I made him his favorite dinner for his birthday too:  BREAKFAST.  : )

cake

{A} made him this cake.  She said red, white and blue is his favorite colors.  I’m not sure I knew that.

But he is an All American Boy. ; )

img_4331 I got him this card…and we laughed hysterically, for 10 minutes, with mouthfuls of chocolate cake.

Showing you the inside would not be as funny as opening it yourself, so to save ourselves from looking foolish, I won’t show you the pic of the inside.  It’s a talking card, so you’d really have to hear it, to truly laugh with us.   But I do plan on expanding somewhat on this topic very soon.  So stay tuned if you love to laugh.  ; )

That night….

…around 10 p.m. eastern time…

…our very first flurries of this cold season began….

….and it went all night….

….so we woke up to this….

snowstorm-december-2009-5 A photographer friend of mine guilted me into going outside to take photos.

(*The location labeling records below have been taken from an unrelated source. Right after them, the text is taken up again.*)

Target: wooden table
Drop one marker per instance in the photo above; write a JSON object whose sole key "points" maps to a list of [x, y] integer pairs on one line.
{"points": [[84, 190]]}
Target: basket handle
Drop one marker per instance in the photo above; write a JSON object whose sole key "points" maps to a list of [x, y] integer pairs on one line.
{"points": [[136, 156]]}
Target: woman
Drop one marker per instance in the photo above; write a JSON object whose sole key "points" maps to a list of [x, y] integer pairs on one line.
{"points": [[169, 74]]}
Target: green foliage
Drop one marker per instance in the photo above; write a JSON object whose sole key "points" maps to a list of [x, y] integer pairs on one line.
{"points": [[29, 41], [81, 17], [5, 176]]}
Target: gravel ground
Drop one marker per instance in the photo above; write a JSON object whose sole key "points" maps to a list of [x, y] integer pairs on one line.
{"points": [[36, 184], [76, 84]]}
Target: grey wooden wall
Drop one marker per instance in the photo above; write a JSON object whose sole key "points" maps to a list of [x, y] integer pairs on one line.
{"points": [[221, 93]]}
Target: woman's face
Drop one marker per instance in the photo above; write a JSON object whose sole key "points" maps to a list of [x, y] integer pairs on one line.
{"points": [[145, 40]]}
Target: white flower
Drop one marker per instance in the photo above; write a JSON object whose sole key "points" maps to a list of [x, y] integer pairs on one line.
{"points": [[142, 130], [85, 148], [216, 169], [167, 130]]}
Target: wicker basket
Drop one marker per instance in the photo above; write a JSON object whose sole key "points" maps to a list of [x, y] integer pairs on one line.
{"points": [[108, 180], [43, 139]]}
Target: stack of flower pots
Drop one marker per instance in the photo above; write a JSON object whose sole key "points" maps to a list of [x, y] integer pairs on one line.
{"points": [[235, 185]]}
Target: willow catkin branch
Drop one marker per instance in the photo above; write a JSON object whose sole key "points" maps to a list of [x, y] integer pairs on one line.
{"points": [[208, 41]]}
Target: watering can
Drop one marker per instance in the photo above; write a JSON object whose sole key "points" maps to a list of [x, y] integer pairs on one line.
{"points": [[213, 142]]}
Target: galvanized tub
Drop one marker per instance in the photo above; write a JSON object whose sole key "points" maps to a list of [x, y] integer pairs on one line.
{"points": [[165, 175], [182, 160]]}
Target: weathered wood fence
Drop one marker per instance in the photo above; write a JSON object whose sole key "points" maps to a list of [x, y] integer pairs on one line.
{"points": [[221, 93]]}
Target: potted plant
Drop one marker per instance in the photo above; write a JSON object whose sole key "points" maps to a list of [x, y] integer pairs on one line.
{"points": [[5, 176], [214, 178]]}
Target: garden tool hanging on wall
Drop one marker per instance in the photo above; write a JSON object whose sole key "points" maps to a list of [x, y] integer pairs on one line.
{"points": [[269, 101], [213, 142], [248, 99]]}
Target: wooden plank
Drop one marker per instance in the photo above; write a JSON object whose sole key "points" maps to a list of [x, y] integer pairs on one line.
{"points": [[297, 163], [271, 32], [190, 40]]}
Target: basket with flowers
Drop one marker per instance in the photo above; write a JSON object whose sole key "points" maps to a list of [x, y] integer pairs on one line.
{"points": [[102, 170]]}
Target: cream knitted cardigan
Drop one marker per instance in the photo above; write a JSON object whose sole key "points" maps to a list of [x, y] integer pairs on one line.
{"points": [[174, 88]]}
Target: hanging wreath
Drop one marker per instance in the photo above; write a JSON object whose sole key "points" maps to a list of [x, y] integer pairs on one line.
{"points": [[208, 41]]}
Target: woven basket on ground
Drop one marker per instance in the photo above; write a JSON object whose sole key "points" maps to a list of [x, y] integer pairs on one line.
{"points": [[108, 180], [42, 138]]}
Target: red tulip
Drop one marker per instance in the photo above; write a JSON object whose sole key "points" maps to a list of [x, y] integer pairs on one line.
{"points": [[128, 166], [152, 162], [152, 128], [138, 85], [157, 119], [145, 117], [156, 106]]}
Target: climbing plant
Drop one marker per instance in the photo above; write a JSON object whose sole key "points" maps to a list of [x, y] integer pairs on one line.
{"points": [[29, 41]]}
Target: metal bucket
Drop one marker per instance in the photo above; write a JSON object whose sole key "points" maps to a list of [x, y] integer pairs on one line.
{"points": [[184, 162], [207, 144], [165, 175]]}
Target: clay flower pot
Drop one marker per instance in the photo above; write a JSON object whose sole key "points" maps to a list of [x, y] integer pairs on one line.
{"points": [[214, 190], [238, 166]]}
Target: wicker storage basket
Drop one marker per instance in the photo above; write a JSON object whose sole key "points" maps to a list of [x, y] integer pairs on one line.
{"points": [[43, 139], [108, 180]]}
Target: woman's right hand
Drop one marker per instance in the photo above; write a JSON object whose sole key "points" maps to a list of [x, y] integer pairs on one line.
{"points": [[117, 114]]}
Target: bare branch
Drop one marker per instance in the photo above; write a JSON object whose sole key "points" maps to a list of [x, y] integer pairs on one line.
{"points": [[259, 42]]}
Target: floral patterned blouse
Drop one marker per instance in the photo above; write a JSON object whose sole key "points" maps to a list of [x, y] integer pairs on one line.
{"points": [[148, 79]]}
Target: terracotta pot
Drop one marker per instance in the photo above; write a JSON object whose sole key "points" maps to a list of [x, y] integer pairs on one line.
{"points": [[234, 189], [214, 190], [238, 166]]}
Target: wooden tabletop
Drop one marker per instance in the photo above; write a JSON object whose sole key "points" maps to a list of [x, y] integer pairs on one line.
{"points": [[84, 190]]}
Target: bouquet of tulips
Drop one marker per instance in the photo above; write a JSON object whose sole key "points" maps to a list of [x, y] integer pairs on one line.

So I did, and as cold and sufferable as it was….

she was very happy to see photos.

snowstorm-december-2009
But karma is a funny thing, because she’s about to get her first snowstorm.

And now, she owes me.

But she’s excited to go out and take photos.

snowstorm-december-2009-1 She saw this photo, and said she ‘always gets sad for the trees’, but that it is pretty.

Do trees get sad?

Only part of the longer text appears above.